In 2000 ruilt Temelkuran Cumhüriyet in voor Milliyet en negen jaar later gaat ze voor Habertürk werken, maar een journalist wilde ze nooit zijn. Vanaf het begin houdt ze er twee computers op na : één voor het hoofd en één voor het hart. ‘Het journalistieke werk volstond niet, zelfs al werd ik een erg geliefd columnist. Ik heb van kindsbeen af gedichten geschreven, poëzie is de onverdunde versie, datgene waardoor je helder gaat zien. Doe je er water bij, dan krijg je een roman.
‘De opdracht om poëzie te schrijven, komt van mijn moeder. Of tenminste, dat heb ik lang gedacht. Toen ik zeven was, gaf ze me een poëzieschrift. Ik schreef het helemaal vol en kreeg er nog een. Het heeft jaren geduurd vooraleer ik begreep dat dergelijke schriftjes eigenlijk bedoeld zijn om mooie gedichten in te verzamelen.
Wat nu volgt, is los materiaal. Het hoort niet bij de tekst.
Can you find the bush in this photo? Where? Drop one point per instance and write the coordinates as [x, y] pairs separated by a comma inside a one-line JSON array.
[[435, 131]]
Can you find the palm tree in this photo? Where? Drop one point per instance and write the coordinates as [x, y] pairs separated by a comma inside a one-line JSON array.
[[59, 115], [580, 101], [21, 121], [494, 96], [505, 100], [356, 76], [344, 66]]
Temelkuran zegt dat ze het nu gehad heeft met journalistiek, zeker in een land als Turkije. En toch is het het nieuws dat haar voedt. In ‘Het geluid van Bananen’, over de oorlog in Beiroet, evengoed als in ‘Vrouwen die blazen op knopen’, over de Arabische Lente in Tunesië. ‘Doorgaans begint het met een grote reportage, zoals die over de oorlog in Libanon in 2006. Hoe dieper ik groef, hoe minder ik van het conflict begreep. Ik ontwikkelde een haat-liefde relatie met Beiroet, iets anders kan je met die stad wellicht niet hebben. Alles wat er geweldig aan is, kan ook meteen weer omkeren. De mensen, de sfeer, de oude wonden en de nieuwe, het surrealisme van alledag.
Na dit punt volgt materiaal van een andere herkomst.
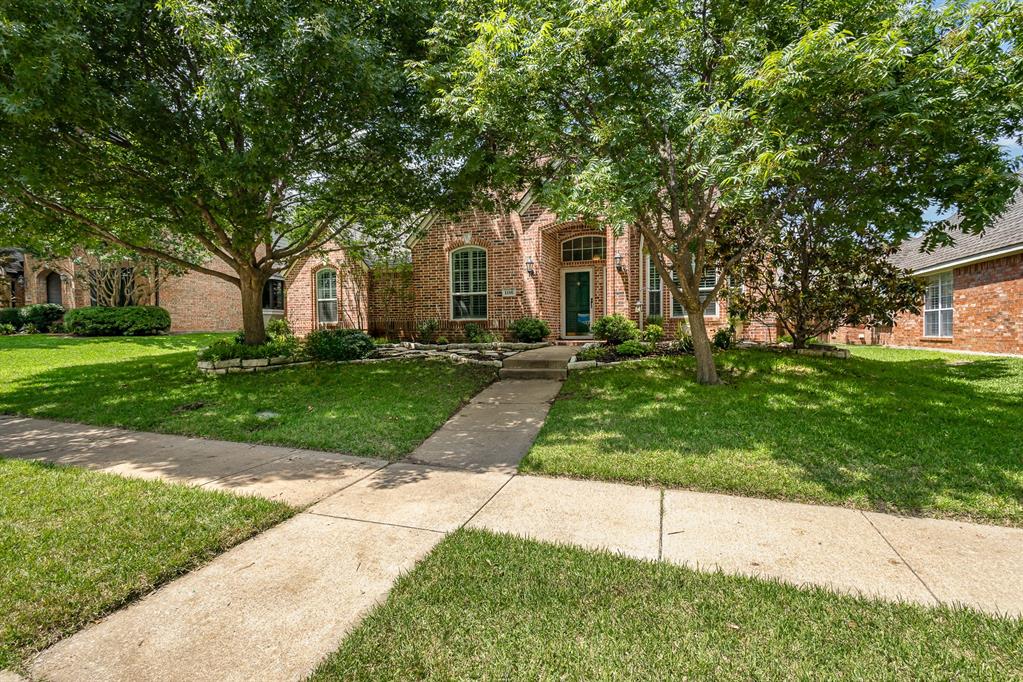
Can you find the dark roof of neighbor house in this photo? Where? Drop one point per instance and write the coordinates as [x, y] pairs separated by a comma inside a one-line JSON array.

‘Terug thuis vertelde een oude vrouw me over het geluid van bananen in augustus. Je kan het alleen horen als het muisstil is. Ik voelde meteen dat ik met dit verhaal aan de slag kon, en zo gaat het eigenlijk elke keer.
‘Zo wortelt ‘Vrouwen die blazen op knopen’ (2014) in mijn plan om een boek te schrijven over de Arabische Lente. Het had Egypte als achtergrond moeten hebben, maar de ongewenste intimiteiten waren er niet te harden, vandaar de keuze voor Tunesië. Aan de oppervlakte ging de Lente om politieke vrijheden en democratie. Maar de ware strijd was die voor seksuele vrijheid en vrouwenrechten, al durfden weinig mensen dat luidop zeggen. Daarom is dit boek een soort Thelma en Louise geworden, tegen een Arabische achtergrond en met vier.
‘De titel verwijst naar een van de soera’s uit de Koran, waarin de vrouwenonderdrukking gevat zit. ‘Hoed je voor vrouwen die blazen op knopen’, vrouwen die aan hekserij doen. Ik heb het omgedraaid, noem dit mijn ode aan de levensadem van vrouwen’.
Van Libanon over Tunesië is Temelkuran voor haar jongste roman, ‘Een tijd van verstomde zwanen’ (2015), naar haar geboorteland teruggekeerd. ‘Waarom het zo lang moest duren? Ach, emotioneel is het erg moeilijk, je schrijft in zekere zin over jezelf’.
Hoofdpersonages zijn de kinderen Ayşe en Ali, in de turbulente periode tussen de coups van 1971 en 1980. Ali’s moeder is de huishoudster van de begoede ouders van Ayşe. Het is een arm en getraumatiseerd kind, dat nauwelijks spreekt. Met Ayşe creeërt hij een eigen universum, waarin rechtvaardigheid en overleven centraal staan.
Ali wil de zwanen van het Kuğulu Park (Zwanenpark) in Ankara redden, een verwijzing naar de gebeurtenissen in het Istanbulse Gezi Park in 2013, toen kinderen de vogels beschermden tegen het traangas van de politie. ‘Het idee voor dit boek zat in een krantenknipsel uit 1984. Een van de topgeneraals liet een nieuw park aanleggen, waar de zwanen uit Kuğulu Park naartoe werden gebracht. De vogels probeerden echter terug te keren naar hun oude stek en een aantal vloog zich te pletter. De overlevenden werden naar een dierheelkundige afdeling gebracht, waar ze vakkundig werden verminkt. Voortaan zouden ze het vliegen wel laten. Alleen komt er na deze generatie een volgende. Nieuwe hoop en een nieuwe tiran. Is er een beter beeld voor de recente geschiedenis van Turkije?’